Ph.D. in color science—Yuta Asano ’15

Picture taken with a Moto Z Force Droid

Yuta Asano ’15, Motorola Mobility

Yuta Asano ’15 (color science) puts the magic in mobile devices and enhances the tiny cameras we carry everywhere.

His work as a camera image algorithm engineer at Motorola Mobility in Chicago has improved the color image quality of Motorola’s smartphones: the Moto G4, Moto G4 Plus, Moto Z Droid and the premium Moto Z Force Droid.

“It’s useful to apply how we perceive color,” Asano said. “It can make images appear more pleasant to people.”

Asano joined Motorola in July 2015, shortly before officially graduating. The mobile communications company employs a handful of RIT alumni with master’s degrees in color science—a field that combines physics, optics, chemistry, computer science and mathematics with knowledge of the human vision system. Asano is the first Ph.D. from RIT’s Munsell Color Science Laboratory to work at Motorola; his doctoral degree puts him in a rarified club of alumni who share a curiosity about color and an impulse to parse light on a high level.

“I came to RIT to study in the color science program because it’s pretty much the only one around the world,” Asano said.

Asano is originally from Okayama, Japan, about a day’s drive from Tokyo, and earned his BS and MS degrees in architectural engineering at Kyoto University. His graduate work concentrated on lighting engineering and the perception of brightness and included an internship with Panasonic Corp. in Osaka, Japan, developing LED backlighting for televisions. Manipulating light in architectural space and on screens made Asano curious about how people perceive color—or light at different wavelengths.

“Lighting is not just limited to architecture, and I wanted to expand my knowledge to other applications,” he explained.

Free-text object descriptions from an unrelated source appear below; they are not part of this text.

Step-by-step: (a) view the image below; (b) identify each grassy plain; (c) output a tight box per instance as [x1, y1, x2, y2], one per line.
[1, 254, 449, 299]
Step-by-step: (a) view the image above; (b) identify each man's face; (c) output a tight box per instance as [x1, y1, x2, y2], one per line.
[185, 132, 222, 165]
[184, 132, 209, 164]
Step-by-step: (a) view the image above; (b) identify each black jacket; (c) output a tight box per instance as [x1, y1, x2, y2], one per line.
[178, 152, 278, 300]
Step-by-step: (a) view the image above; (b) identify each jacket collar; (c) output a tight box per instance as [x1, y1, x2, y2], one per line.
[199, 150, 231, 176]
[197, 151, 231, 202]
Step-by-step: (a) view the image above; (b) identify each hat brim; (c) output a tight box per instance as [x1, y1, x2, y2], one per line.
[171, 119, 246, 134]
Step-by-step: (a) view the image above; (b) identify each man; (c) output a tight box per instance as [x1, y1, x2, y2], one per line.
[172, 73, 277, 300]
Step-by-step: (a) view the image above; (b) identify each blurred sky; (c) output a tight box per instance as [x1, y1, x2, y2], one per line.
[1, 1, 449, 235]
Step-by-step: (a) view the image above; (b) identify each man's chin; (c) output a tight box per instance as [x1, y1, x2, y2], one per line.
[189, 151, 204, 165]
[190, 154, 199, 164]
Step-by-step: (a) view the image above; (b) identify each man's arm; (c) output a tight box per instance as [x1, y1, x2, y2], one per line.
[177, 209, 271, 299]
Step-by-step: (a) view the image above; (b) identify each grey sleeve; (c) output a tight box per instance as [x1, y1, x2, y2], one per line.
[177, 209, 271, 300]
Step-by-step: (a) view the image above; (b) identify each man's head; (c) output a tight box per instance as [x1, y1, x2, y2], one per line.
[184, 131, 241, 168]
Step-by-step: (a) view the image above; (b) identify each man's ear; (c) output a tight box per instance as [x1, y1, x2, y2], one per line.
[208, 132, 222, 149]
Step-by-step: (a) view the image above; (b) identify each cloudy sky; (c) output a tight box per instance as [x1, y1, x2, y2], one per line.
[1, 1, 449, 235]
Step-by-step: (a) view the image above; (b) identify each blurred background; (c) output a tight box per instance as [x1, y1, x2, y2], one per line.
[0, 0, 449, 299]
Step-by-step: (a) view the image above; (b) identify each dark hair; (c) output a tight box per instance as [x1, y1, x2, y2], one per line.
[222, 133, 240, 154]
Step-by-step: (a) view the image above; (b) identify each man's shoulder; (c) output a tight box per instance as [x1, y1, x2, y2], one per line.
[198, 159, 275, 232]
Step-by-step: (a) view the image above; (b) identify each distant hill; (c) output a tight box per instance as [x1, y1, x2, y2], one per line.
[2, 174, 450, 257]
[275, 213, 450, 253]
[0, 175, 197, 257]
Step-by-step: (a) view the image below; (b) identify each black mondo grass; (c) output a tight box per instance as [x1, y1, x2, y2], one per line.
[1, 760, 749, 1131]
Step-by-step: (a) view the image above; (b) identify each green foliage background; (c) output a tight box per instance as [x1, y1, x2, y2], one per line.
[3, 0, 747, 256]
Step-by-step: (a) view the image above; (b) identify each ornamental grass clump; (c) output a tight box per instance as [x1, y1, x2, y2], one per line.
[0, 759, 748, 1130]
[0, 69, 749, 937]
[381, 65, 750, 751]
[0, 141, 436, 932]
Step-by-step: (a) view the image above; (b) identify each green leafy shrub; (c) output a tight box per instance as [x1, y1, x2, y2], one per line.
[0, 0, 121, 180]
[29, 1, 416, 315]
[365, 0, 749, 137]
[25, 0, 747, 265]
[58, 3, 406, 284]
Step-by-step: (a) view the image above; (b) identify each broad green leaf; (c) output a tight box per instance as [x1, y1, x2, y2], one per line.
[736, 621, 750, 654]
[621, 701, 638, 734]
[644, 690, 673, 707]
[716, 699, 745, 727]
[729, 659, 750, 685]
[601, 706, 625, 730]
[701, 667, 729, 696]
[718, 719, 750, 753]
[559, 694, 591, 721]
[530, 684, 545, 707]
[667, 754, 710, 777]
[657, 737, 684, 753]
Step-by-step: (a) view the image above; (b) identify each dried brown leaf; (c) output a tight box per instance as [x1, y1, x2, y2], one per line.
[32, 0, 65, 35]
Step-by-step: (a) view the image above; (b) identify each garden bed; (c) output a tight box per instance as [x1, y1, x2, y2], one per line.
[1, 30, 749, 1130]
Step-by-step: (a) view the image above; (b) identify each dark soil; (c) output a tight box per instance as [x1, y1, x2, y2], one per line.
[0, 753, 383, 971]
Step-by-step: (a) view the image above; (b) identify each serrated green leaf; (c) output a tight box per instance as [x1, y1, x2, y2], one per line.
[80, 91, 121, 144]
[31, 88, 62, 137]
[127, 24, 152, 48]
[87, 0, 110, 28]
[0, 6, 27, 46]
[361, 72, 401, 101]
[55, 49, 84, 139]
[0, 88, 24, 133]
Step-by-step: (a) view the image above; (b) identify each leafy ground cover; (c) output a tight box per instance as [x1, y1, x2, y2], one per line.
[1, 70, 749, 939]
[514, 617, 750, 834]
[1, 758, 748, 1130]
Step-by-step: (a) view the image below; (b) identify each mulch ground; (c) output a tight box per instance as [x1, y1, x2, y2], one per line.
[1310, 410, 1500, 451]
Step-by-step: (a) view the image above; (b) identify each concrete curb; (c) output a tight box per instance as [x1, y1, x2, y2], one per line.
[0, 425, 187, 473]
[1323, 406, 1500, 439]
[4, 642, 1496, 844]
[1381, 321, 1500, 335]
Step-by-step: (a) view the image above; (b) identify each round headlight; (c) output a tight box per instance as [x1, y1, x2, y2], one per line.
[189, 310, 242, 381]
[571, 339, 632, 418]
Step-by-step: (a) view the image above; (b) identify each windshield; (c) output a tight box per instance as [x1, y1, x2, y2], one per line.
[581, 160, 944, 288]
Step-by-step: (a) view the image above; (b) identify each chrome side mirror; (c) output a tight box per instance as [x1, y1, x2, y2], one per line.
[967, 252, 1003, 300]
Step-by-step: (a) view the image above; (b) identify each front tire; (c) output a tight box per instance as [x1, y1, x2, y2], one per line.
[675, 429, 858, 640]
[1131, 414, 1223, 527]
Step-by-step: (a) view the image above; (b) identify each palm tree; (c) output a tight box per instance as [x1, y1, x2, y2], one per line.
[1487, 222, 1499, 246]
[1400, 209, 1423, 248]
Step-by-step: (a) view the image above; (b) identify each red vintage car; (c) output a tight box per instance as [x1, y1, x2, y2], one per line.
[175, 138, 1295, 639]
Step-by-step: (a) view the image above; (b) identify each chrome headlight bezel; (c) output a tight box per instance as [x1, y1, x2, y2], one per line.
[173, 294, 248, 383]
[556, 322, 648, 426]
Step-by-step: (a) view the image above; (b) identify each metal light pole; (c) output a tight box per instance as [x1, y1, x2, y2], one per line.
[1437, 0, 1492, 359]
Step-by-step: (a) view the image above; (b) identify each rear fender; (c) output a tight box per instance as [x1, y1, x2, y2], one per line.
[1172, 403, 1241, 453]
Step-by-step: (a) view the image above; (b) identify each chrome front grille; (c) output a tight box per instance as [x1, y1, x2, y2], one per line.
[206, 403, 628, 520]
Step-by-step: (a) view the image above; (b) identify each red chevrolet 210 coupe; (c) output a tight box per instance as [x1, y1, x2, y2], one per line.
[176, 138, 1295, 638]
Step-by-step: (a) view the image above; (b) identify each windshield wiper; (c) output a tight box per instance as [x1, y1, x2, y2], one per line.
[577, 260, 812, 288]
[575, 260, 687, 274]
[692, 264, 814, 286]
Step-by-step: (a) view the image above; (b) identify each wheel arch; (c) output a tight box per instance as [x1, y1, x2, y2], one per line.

At RIT, Asano moved beyond illumination to learn how the human eye sees color. His interest in color vision led to two internships with Technicolor in Rennes, France, where he worked on color-image quality and color perception related to digital cinema. Another research project related to color-vision and printers took Asano to Munich and Darmstadt, Germany, to collaborate with scientists at the Fogra Institute, a German-based association that promotes standards and technology in the graphic arts.

Asano published his thesis research on personalized color management for digital cinema in the Feb. 10 PLOS ONE article, “Individual Colorimetric Observer Model.” His co-authors on the paper are Mark Fairchild, RIT head of color science and associate dean of the College of Science, and Laurent Blondé, principal scientist at Technicolor.

“The mathematical model—for the first time—can be used to predict accurately and precisely how individuals perceive color,” Fairchild said. “This research makes it entirely feasible that, for instance, moviegoers could choose 3-D glasses from among a small set of alternatives to experience the most accurate reproduction of the motion picture.”

The reverse is true too. Asano’s research would also allow manufacturers of colored materials to reliably predict color mismatches for a product.

Alumni today

Some work at Apple, Motorola Mobility, Onyx Graphics and Qualcomm. Others have chosen academic careers at RIT and the University of Rochester.